I would totally rather learn something like this that I can hack on. And when other people ask me how to do something for a Real reason, I would not hesitate to recommend the hosted version if it can do what they want. (No, I don't want to be on the hook for maintaining a self-hosted version of something that will be depended on for wide public consumption. I'm done with pager duty.)

The creators' hearts seem to be in the right place, so I'm less subliminally worried that they'll enshittify it in some way that bothers me. And if they do, the license gives me a way to proceed without starting with something new from scratch.

jmholla|1 year ago

Google Forms is very simple to learn. There's not much to it. You just dive in and you're good to go.

whitefang|1 year ago

This is neat.

I'm building Formester and it is a lot of work to keep up a good form builder.

Wish you all the best.

stuckkeys|1 year ago

@dearroy what chat support service do you use?

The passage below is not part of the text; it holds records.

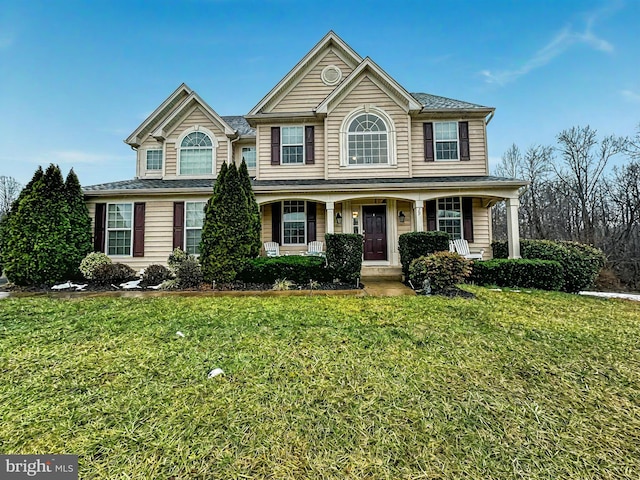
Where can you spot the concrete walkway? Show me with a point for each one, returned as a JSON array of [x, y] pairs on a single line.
[[385, 287]]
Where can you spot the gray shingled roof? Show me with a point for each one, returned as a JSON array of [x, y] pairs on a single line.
[[198, 184], [240, 124], [434, 102]]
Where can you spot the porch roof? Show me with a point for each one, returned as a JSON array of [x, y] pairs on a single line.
[[160, 186]]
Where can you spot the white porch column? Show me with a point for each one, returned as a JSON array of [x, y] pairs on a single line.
[[513, 230], [330, 219], [418, 208]]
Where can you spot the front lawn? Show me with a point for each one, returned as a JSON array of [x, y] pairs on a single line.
[[509, 385]]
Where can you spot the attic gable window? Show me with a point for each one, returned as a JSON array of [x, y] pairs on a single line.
[[196, 154], [368, 142]]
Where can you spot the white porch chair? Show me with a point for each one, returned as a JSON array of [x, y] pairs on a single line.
[[315, 249], [462, 247], [272, 249]]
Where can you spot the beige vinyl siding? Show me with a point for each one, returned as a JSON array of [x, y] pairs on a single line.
[[476, 166], [158, 227], [366, 92], [266, 171], [310, 90], [196, 117]]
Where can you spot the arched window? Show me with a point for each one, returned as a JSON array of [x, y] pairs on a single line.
[[368, 141], [196, 154]]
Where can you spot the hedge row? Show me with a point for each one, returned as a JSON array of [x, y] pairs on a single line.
[[525, 273], [581, 263]]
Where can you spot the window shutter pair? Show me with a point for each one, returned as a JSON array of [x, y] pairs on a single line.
[[309, 145], [100, 229], [276, 222], [463, 136], [467, 217]]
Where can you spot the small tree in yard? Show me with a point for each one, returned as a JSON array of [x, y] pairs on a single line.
[[255, 225], [224, 248], [80, 225], [35, 242]]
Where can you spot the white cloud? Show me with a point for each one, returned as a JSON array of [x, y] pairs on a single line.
[[560, 43], [631, 95]]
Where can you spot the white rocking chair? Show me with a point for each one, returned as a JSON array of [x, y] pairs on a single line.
[[462, 247]]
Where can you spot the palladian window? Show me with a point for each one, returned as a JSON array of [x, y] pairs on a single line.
[[196, 154], [367, 140]]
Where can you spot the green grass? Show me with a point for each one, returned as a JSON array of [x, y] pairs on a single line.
[[509, 385]]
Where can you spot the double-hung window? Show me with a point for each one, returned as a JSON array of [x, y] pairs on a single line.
[[450, 216], [446, 140], [196, 154], [293, 222], [249, 156], [292, 144], [119, 228], [154, 159], [194, 220]]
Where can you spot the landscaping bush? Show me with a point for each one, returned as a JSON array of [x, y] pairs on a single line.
[[295, 268], [155, 275], [581, 263], [189, 274], [443, 269], [419, 244], [91, 262], [520, 272], [113, 273], [176, 257], [344, 255]]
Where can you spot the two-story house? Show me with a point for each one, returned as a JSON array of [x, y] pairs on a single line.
[[336, 146]]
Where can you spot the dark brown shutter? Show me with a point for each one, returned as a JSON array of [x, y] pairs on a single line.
[[428, 141], [309, 145], [467, 218], [99, 227], [276, 217], [432, 221], [311, 221], [463, 133], [138, 229], [275, 145], [178, 225]]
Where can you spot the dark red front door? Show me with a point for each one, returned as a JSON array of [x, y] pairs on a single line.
[[375, 232]]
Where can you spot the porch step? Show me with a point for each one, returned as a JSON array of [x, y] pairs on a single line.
[[381, 273]]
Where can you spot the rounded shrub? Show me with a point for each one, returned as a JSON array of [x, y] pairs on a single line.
[[91, 262], [155, 275], [115, 273], [443, 269], [189, 274]]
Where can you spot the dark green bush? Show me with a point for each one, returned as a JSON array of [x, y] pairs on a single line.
[[443, 269], [520, 272], [113, 273], [298, 269], [155, 275], [344, 255], [581, 263], [189, 274], [419, 244]]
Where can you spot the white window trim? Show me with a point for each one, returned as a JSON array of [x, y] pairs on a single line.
[[391, 138], [108, 230], [191, 228], [305, 224], [438, 217], [255, 150], [214, 148], [435, 142], [282, 145], [144, 159]]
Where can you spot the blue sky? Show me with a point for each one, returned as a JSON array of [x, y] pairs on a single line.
[[76, 77]]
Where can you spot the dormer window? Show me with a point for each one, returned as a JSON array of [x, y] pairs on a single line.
[[196, 154]]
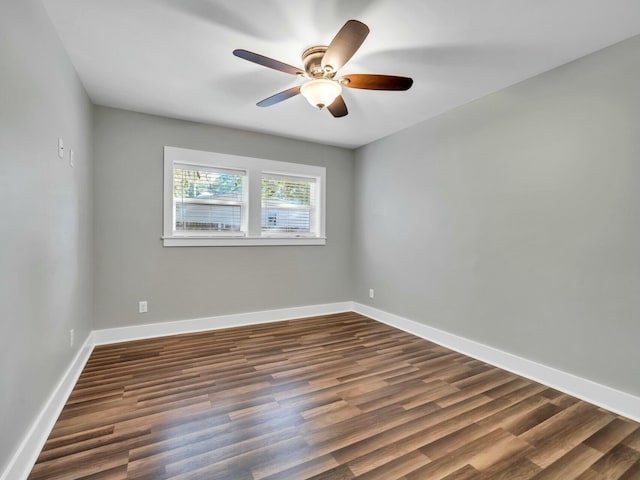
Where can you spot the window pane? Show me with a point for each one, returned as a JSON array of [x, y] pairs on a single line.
[[207, 200], [287, 204]]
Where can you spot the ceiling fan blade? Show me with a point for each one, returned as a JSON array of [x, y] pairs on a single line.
[[338, 108], [267, 62], [279, 97], [376, 82], [346, 42]]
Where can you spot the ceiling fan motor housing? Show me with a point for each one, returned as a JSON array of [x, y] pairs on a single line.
[[312, 60]]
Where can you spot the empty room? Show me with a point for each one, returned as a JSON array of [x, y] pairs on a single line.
[[336, 239]]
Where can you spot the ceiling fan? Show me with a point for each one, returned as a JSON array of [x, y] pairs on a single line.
[[321, 64]]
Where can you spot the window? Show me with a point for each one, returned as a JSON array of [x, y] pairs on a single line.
[[288, 205], [214, 199]]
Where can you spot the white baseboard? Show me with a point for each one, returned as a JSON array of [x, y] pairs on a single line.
[[162, 329], [27, 453], [606, 397]]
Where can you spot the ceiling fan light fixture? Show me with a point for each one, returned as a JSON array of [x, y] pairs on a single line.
[[321, 92]]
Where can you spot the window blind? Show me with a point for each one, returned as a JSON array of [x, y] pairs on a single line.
[[208, 199], [288, 204]]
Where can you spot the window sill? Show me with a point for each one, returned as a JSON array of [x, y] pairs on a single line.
[[240, 241]]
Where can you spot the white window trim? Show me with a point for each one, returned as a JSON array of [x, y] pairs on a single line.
[[255, 168]]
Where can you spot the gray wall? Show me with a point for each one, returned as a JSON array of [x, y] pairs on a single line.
[[515, 220], [192, 282], [45, 206]]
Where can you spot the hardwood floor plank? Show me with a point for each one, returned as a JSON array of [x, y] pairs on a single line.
[[334, 397]]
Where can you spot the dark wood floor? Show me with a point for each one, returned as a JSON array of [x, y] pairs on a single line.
[[334, 397]]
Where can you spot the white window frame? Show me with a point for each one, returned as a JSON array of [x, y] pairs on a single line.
[[255, 168]]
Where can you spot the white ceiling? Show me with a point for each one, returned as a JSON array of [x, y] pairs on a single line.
[[173, 57]]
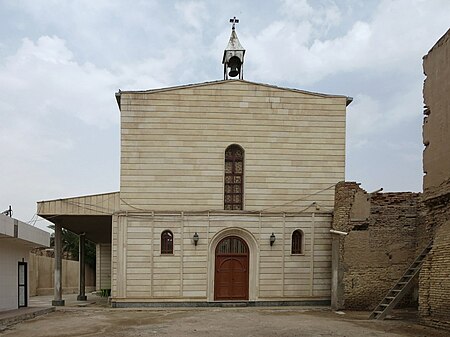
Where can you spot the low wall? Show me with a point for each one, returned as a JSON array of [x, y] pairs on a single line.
[[41, 276]]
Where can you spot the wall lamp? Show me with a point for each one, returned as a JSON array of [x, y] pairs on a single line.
[[333, 231], [195, 238], [272, 239]]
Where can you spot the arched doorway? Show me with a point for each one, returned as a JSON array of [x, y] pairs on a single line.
[[231, 269]]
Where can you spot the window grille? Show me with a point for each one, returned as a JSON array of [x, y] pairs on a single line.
[[234, 178], [297, 242], [166, 242]]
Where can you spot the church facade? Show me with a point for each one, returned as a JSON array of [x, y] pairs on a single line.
[[226, 193]]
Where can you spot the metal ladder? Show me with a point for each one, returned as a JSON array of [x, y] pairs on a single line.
[[401, 288]]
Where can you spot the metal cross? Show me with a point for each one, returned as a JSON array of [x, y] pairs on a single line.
[[234, 21]]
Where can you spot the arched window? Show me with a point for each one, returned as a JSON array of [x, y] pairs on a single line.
[[297, 242], [234, 178], [166, 242]]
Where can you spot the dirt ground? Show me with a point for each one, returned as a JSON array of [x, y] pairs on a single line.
[[261, 322]]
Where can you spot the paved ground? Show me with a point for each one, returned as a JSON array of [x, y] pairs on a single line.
[[96, 319]]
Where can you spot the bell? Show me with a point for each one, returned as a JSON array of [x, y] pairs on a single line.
[[235, 65]]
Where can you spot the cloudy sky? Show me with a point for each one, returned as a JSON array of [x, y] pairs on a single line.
[[62, 61]]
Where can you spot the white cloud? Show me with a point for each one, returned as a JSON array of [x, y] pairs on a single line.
[[194, 13]]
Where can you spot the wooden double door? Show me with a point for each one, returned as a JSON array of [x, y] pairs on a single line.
[[231, 270]]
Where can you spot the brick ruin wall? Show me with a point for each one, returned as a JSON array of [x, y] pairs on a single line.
[[380, 245], [434, 279]]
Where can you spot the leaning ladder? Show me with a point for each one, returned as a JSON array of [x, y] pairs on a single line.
[[401, 288]]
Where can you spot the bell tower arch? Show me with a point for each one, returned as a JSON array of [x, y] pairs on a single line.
[[233, 55]]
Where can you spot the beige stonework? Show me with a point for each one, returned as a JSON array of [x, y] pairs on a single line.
[[172, 178], [434, 300]]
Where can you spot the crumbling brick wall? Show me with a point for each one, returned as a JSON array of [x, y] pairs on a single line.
[[380, 245], [434, 283]]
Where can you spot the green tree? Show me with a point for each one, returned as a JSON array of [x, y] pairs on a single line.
[[70, 246]]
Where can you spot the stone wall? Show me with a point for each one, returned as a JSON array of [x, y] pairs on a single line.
[[434, 300], [380, 245], [434, 290]]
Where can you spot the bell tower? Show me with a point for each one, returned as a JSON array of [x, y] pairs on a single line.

I always find them useful.

luanxr2000|1 year ago

Good job for the open source survey form app!

circusfly|1 year ago

AI thanks you for your efforts.

_akhe|1 year ago

AI needs the help honestly. Because it's based on training (from the past, and only what's published that it can get its greedy 6-fingered hands on), it's always going to be behind HI (human intelligence !). OP might have taught it how to make a form builder, but there are a lot other concepts at play here - a lot more than a language engine could spit out about making a form builder - which may or may not even be that accurate or relevant to the context. We'd need other engines, at least. We're in very early stages of AI, early enough that people should be excited about the [human] jobs it necessitates in order to get even close to a threatening point - which, who knows if it will even be a threat by the time that finally happens, if ever.

orliesaurus|1 year ago

do you consider this a marketing move?

hk__2|1 year ago

Of course; how else could they have been on the HN frontpage? (I’m not saying this negatively)

dearroy|1 year ago

We do, but this is not the main reason.

bberenberg|1 year ago

Considering that this is SaaS, are you sure GPL is sufficient here? Did you consider AGPL?

datascienced|1 year ago

Risk is low. A copycat can copy but code is only part of the equation.